In Medieval Europe, coin collecting became associated with royalty to the extent that it became known as “the hobby of the kings”. The thirteenth century Pope Boniface VIII was one of the most famous of these royal collectors. Scholars in the service of the monarchs also played a significant role in studying what later generations have described as numismatic coins. A good example of a scholarly coin collector in royal employ was the Englishman John Leland whose patron was the famous, or perhaps it should be infamous, King Henry VIII (1540s). As Leland travelled around England, he took an interest in the old Roman coins he found and used them to identify areas of ancient settlement.
Up until the nineteenth century collector coins remained the preserve of the royals, the aristocrats and the scholars they patronized. It is not difficult to understand why numismatic coins did not attract wider interest. Much of the world population lived at a subsistence level. With the daily struggle for basic sustenance occupying so much of their lives, any valuable looking coins that reached their hands would have been spent on food rather than placed in an album or kept as an investment. The only variety of coin collecting they might have known was hoarding coins in times of war, or setting coins aside to be able to pay some tax or finance a family celebration. Sometimes a particularly attractive-looking coin might have been passed down in a family. Coin collecting as we know it today was a completely foreign idea.
The emergence of the modern coin collector
The nineteenth century was a transition period during which interest in numismatic coins spread from the very wealthy to people of more modest means. This change can be attributed to a rise in living standards, as well as the spread of literacy and general education opening up new horizons. People had more time to think beyond meeting their basic needs. Learned societies were set up to study science, natural history, antiquities, and many other different matters. An interest in coin collecting developed in a similar spirit.
Change in the coin production and design also prompted an increased awareness of both the contemporary coinage of the period and the older coinage that was disappearing from circulation. For example, following the Californian Gold Rush in the 1840s, and a major redesign of American coinage in the 1850s, contributed to a significant rise in the numbers of people collecting numismatic coins. In 1858, a group of New York collectors established the American Numismatic Society to pursue the scientific study of coins and their historical significance. In the following years this Society built up a major collection of rare US coins and associated literature. Today the society’s collection of coins and medals numbers around the one million mark with about 100,000 related books in its library.

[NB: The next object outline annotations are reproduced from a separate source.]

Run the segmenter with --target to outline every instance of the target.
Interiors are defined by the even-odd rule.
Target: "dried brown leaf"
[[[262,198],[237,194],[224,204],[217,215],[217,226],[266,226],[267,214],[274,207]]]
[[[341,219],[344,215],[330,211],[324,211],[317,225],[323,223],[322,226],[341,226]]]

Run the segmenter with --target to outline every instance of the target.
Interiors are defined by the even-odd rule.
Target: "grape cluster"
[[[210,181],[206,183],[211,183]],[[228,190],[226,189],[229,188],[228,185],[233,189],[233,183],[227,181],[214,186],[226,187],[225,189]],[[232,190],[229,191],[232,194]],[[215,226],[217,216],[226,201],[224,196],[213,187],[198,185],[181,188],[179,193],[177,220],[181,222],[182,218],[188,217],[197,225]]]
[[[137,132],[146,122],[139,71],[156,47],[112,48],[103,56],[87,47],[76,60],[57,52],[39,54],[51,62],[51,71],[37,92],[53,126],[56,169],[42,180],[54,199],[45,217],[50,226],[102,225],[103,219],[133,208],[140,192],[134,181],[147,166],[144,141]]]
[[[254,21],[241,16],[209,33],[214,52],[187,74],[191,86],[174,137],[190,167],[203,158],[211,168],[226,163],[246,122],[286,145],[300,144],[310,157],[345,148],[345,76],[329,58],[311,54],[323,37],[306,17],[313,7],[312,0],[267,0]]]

Coin news was made in 1888 when Dr. Heath of Monroe, Michigan, produced a prototype coin magazine – “THE NUMISMATIST.” Dr. Heath’s distance from the main urban and commercial centers limited his abilities to acquire new rare currency for his collection. Printing and distributing information about the rare currency he wanted to buy or swap was an innovative approach to the challenges he faced in developing his collection. His magazine caught the interest of fellow collectors and the number of subscribers increased. In 1891 he suggested setting up an American Numismatic Association (ANA) to further interest in coin collecting through national conventions as well as publications. The granting of a Federal Charter in 1912 indicated the success achieved over such a short period. Currently the ANA possesses a numismatics library of international renown, and an impressive Money Museum in Colorado with 250,000 items.
Collector Coins Online
The profusion of advertisements for coins for sale in specialist magazines and online shows how what was once an exclusive “high society” hobby has gained a wide popularity. From the humble beginnings of coin journalism in the late 1880s, a vast empire of Websites and publications has sprung up. In addition to journalistic output, the appeal of coin collecting has also been recognized by states around the world. Although gold and silver coins are no longer in regular circulation, governments of many countries now appreciate the value of minting gold bullion coins for sale to collectors and investors.
Certainly interest in error coins and other kinds of rare currency has received a major boost in the recent recession with the collapses of banks and leading businesses encouraging people to seek out stable investments. While there are many buyers who are still primarily motivated by the design and historical interest of collector coins, the many new “investor” collectors seem certain to continue to raise the profile of coin collecting even higher in the public eye.